Virtù propria di chi sa agire con equilibrio
assumendo il comportamento più opportuno, moderando i propri desideri e
valutando situazioni, parole e atti secondo ragione. In quanto virtù
prevalentemente pratica, basata sull'esperienza, la
s. viene spesso fatta
coincidere con il buon senso o senso comune (
s. popolare,
s.
proverbiale,
s. contadina, ecc.), sulla base di una millenaria esperienza
morale, religiosa, filosofica, che trova espressione in sentenze e proverbi.
• Filos. - Secondo i primi pensatori greci, la
s. è
filosofia attiva e operante, e contiene in sé il principio e la sua
attuazione pratica. Nel pensiero greco, il saggio-sapiente viene identificato
con lo scienziato-filosofo, come avvenne per Pitagora. Il saggio è dunque
l'uomo completo che sa unire in sé teoria e pratica in tutte le
discipline e le arti. Per la filosofia stoica, la
s. consiste nel
rapporto armonico dell'individuo con il mondo, che si traduce in azioni
disinteressate che rifiutano ogni compromesso con le passioni. Lo Stoicismo
esalta infatti la dignità del saggio, che, libero e imperturbabile, si
pone di fronte alla realtà e sopporta serenamente i colpi avversi della
sorte. Con Aristotele si comincia a distinguere tra sapienza, legata
all'attività teoretica, e
s., legata all'attività pratica.
L'ideale antico di una
s. intesa come vittoria sulle passioni, come
raggiungimento della quiete interiore e della serenità spirituale si
presenta ancora vivo in età medioevale. Esso, anzi, si fa ancora
più intenso quando si coniuga agli ideali cristiani di salvezza e di
purificazione morale. La
s. contenuta nella dottrina cristiana afferma i
valori della vita e della personalità.
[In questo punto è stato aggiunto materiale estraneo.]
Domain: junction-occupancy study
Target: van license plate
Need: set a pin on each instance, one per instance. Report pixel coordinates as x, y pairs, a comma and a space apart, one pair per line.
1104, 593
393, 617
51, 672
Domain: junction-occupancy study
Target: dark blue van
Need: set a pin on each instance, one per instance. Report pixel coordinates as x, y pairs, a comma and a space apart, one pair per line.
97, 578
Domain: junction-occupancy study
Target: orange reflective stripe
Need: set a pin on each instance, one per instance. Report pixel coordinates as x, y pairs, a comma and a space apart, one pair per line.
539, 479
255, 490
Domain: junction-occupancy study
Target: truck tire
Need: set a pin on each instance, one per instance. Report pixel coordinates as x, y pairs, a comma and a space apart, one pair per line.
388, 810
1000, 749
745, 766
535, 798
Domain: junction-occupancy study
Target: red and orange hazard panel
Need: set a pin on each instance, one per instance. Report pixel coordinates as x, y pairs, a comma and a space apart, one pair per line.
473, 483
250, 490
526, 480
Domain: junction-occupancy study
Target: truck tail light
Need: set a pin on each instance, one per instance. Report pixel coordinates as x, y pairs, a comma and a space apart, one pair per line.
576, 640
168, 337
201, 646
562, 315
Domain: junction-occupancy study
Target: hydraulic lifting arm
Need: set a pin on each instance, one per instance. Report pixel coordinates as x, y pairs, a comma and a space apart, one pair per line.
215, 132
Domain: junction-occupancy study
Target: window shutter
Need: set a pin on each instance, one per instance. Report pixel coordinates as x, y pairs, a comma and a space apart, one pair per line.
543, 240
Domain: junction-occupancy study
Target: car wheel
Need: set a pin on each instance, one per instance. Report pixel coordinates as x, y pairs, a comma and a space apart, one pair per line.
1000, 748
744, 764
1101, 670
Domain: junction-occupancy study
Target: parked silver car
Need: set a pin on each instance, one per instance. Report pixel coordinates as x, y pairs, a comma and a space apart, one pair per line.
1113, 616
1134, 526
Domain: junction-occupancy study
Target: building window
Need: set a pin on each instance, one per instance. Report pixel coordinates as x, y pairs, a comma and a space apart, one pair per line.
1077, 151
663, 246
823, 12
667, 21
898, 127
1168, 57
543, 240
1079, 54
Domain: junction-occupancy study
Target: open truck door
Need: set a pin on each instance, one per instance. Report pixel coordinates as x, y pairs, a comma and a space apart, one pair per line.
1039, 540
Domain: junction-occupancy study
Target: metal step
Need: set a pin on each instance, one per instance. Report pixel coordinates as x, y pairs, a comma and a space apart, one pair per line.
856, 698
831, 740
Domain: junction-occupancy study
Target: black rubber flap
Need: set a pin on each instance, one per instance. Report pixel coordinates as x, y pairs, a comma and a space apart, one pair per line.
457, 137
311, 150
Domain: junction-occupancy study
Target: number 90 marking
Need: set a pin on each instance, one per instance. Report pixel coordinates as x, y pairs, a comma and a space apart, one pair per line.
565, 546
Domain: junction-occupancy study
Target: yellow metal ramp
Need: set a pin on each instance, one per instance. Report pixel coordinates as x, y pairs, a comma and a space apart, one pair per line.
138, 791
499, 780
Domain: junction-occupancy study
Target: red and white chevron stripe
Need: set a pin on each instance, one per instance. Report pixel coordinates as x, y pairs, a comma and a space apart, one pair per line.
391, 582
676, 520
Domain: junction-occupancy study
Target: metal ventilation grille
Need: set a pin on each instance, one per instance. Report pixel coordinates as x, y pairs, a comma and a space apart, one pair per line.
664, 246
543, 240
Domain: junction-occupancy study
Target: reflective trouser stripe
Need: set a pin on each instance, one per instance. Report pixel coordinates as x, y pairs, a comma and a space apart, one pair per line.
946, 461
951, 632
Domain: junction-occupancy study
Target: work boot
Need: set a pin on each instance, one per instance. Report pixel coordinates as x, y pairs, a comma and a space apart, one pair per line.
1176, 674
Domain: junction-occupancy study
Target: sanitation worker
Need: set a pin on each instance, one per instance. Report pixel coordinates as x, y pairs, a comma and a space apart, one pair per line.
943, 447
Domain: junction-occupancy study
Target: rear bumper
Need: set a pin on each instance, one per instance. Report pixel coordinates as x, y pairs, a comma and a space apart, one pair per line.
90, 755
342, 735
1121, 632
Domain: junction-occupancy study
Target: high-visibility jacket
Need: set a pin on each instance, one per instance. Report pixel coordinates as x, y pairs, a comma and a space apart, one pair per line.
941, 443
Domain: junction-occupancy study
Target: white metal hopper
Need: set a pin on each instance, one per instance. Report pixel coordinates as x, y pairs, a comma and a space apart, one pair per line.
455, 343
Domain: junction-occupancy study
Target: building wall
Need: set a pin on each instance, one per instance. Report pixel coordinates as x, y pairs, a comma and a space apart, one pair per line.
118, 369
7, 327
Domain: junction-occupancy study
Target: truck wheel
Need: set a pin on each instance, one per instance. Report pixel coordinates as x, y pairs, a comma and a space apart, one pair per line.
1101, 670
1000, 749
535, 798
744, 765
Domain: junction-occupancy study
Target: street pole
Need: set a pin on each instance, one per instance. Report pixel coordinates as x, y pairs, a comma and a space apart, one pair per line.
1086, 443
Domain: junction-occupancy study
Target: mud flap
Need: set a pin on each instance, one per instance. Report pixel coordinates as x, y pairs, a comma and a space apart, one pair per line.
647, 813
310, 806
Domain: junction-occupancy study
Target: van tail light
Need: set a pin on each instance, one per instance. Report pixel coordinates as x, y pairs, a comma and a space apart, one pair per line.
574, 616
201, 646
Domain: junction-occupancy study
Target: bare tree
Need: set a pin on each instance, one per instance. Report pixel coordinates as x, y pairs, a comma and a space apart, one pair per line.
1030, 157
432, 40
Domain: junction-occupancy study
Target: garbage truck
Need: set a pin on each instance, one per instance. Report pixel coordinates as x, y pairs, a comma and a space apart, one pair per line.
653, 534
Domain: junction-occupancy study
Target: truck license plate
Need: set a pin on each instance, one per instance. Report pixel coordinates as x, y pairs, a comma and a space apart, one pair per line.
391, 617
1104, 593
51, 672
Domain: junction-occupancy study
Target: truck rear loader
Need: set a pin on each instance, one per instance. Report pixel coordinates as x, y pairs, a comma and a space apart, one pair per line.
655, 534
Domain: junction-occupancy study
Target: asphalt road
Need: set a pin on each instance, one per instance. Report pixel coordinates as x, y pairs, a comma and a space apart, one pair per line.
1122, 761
Vera
s. per il cristiano
è la rinascita dello spirito e la prassi della redenzione, non la pura
conoscenza teorica del bene. Nel pensiero scolastico medioevale l'idea di
sapienza si presenta sotto il duplice aspetto teorico e pratico, quest'ultimo
rappresentato dal misticismo. In San Tommaso d'Aquino la
s. si presenta
come unità di conoscenza e di amore, di sintesi tra astratto e concreto.
Non molto diversa è la posizione dei pensatori successivi sino a
Cartesio, che considera la
s. come scienza per la vita. Nel pensiero di
Leibniz la
s. si presenta come il riconoscimento che tutto ha una sua
ragion d'essere, mentre con Spinoza si ha un ritorno alla concezione stoica. A
questa si richiamano anche Montaigne e Pascal, contrari a ogni forma di
astrattezza filosofica. Alla concezione cinica si richiama Schopenhauer, per il
quale il saggio è colui che giunge a riconoscere che nella vita non
esiste la gioia ma soltanto l'assenza di dolore. Nell'ambito del pensiero
contemporaneo, il tema della
s. si ritrova nell'Esistenzialismo, che
insiste su una concezione della vita come precarietà, regno
dell'incertezza e del rischio. A differenza dell'etica antica che faceva
coincidere la
s. con la liberazione dai turbamenti delle passioni,
l'etica contemporanea considera con benevolenza le passioni, nelle quali ravvisa
la condizione preliminare per ogni progresso spirituale.